Sperm whales and more

Will Rees #4 will take place in Salem, Ma. The merchant captains from Salem opened up American trade with the Orient which, at that time, included India as well as China.
New Bedford and Nantucket are more well known as whaling centers but Salem also had an active whaling industry. The right whales were the first to be taken. Since they kept close to shore, the Indians paddled out in canoes. When the settlers began whaling, they sailed out in shallops, small schooners. The right whales were soon decimated,
Whaling ships then went either to the Arctic, for the Bowhead whale, or to southern waters for the Sperm whale. Of course, as the whaling industry went on, the herds of these whales were exhausted as well, and soon whaling ships were sailing around the Cape of Good Hope to the Pacific.
Although the sperm whales were fighters, plenty of them lost the battle, and very cruelly too. The harpoons didn’t usually kill the whale, that was the job of the lance. That had to be thrown accurately and twisted. Descriptions mention the bloody sea all around the dying whale.
Then the whale was towed back to the ship to be cut into pieces. The blubber, which was not soft fat as we imagine but hard, was cut into large pieces called blankets. Then these were cut into squares about one foot by one foot and then minced. These small pieces were boiled in try pots, or kettles, upon the brick stove which looked sort of like a fire pit, called the try works. The oil was boiled out of this and then the remains were thrown into the fire. Descriptions mention the black greasy cloud of smoke that hung over the whale ships for days.
The sperm whales were prized because their heads contained a chamber, called the case, which contained many barrels of oil. The case was cut open and the oil drained.
. The size of the whale did not determine how many barrels of oil were acquired from the whale and the number of barrels was the final determination of a successful trip.
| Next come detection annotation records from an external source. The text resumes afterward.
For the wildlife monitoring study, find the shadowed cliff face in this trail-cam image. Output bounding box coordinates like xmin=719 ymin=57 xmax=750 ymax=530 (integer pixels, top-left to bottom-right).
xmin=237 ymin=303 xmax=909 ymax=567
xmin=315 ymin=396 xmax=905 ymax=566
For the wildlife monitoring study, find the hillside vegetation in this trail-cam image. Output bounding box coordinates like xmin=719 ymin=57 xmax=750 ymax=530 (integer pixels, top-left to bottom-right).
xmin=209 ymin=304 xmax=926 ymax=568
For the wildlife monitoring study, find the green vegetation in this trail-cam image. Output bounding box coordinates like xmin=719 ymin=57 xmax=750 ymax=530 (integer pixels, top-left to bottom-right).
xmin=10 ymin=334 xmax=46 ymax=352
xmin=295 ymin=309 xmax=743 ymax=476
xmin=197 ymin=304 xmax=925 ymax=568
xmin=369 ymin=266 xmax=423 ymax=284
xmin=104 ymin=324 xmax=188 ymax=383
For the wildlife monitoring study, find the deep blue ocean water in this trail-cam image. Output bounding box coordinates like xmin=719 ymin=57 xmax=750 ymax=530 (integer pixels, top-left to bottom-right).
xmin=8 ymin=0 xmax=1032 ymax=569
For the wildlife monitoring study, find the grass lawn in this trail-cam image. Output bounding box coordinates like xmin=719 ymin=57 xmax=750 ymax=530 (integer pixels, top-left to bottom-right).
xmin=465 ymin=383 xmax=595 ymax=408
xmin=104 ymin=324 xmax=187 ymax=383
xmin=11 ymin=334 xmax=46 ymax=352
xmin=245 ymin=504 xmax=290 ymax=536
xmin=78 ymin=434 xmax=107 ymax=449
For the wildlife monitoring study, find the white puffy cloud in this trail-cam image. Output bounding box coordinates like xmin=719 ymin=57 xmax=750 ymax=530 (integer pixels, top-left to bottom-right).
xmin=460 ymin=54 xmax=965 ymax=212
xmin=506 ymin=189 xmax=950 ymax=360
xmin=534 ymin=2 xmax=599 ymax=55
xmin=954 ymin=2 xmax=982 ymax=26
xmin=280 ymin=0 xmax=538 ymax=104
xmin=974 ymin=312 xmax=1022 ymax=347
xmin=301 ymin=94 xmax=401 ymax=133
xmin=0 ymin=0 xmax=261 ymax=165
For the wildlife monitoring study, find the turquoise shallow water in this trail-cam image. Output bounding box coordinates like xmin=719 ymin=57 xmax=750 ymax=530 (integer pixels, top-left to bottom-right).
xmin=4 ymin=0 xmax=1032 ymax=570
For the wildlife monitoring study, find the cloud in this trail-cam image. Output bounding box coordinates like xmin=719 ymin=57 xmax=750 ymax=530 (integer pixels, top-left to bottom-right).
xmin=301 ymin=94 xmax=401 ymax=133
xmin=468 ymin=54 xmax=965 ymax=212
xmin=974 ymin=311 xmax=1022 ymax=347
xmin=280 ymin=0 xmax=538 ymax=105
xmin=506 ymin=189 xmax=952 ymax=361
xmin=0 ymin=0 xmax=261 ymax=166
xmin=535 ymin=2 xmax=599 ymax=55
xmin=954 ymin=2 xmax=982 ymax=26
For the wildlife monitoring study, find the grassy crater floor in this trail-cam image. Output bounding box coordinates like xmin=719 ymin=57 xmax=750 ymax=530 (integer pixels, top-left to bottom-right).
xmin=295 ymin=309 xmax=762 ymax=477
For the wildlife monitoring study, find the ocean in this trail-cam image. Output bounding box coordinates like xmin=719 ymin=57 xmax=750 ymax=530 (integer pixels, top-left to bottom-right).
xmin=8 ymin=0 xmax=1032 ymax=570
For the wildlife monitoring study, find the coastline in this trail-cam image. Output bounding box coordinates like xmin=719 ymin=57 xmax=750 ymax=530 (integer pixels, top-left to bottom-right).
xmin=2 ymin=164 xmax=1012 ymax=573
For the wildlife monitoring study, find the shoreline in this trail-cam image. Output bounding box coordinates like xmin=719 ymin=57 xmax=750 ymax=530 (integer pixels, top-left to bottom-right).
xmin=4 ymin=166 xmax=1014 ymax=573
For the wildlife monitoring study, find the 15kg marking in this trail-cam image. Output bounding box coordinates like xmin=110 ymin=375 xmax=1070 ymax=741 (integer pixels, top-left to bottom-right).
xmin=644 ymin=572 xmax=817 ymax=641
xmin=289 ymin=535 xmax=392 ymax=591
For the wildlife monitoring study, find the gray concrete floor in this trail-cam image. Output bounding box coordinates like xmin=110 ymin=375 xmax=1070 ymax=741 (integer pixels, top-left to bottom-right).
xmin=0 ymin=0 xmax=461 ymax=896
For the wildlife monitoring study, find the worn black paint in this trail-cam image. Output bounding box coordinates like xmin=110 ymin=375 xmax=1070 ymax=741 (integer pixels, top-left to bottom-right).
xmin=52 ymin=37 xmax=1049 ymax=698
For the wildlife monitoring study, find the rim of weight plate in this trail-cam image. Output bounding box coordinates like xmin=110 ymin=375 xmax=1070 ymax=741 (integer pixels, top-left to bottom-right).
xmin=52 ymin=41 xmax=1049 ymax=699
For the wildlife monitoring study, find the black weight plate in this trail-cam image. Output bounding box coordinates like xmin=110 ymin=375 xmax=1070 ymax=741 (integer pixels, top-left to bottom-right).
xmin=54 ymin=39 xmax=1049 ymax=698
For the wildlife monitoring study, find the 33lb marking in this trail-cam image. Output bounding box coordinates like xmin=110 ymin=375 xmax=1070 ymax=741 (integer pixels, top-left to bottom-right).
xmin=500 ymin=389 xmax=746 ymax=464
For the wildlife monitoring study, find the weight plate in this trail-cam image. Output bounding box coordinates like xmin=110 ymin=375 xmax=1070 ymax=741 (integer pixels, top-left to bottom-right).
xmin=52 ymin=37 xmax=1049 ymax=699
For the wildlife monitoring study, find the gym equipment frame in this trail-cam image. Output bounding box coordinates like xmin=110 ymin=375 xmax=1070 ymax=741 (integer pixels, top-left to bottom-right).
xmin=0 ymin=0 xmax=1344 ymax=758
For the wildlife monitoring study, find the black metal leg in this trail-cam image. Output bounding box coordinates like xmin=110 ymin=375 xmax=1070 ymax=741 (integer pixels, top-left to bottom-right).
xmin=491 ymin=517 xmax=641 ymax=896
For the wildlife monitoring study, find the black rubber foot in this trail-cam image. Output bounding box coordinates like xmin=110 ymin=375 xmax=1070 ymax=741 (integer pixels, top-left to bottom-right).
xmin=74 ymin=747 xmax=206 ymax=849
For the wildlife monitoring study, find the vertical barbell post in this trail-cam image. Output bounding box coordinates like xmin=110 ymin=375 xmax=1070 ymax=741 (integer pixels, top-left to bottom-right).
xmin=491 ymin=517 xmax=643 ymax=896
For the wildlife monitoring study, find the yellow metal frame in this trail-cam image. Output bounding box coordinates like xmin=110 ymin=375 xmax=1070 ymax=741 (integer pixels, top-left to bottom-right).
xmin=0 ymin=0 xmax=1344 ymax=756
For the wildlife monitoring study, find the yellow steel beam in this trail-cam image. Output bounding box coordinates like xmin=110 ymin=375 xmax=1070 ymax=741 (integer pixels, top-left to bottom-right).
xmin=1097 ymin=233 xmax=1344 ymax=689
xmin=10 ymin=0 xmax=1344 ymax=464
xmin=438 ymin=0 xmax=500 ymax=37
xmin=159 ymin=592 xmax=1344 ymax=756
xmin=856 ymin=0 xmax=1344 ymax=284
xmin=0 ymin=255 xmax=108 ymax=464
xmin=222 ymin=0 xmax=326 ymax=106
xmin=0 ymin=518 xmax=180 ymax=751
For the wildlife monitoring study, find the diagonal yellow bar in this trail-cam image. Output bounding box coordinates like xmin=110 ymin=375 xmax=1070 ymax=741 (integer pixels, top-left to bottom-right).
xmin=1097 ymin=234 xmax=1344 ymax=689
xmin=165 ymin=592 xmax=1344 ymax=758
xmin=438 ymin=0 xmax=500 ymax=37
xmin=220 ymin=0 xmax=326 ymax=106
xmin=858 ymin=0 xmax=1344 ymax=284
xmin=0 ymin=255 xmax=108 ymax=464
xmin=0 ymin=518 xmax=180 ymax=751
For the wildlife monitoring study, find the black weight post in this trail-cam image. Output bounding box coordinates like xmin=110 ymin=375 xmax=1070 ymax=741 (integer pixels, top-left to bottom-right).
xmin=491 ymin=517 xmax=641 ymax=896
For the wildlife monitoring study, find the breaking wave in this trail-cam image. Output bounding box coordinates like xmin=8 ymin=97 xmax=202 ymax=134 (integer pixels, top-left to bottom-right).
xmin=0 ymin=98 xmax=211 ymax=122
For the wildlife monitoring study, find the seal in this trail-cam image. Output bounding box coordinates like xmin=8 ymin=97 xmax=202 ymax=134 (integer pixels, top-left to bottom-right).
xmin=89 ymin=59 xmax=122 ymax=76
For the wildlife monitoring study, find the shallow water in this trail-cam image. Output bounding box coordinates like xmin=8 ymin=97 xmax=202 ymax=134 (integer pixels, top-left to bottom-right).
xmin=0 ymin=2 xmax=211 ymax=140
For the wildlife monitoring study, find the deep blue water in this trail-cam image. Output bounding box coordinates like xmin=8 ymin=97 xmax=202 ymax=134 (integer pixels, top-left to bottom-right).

One account described the taking of a smallish whale that still produced 91 barrels of oil.
Whale bone, which was actually taken from the teeth, was also much in demand in this day when women wore corsets. At one time, whale bone was valued at $6.00 per pound, a large sum at that time.
And sometimes whalers found ambergris. It is thought that ambergris was a secretion that formed around a scar or other injury. It t was very valuable as a fixer for perfumes. In those days, the perfume was usually attar of roses. Ambergris is still used sometimes for very expensive perfumes but for most the scent is fixed with something synthetic. A good thing in my opinion.
The whale industry began dying a rapid death after oil was discovered in Pennsylvania in the mid 1800’s, at least in the U.S. Other countries take whales to this day. What a shame! IMHO these magnificent animals should be left alone.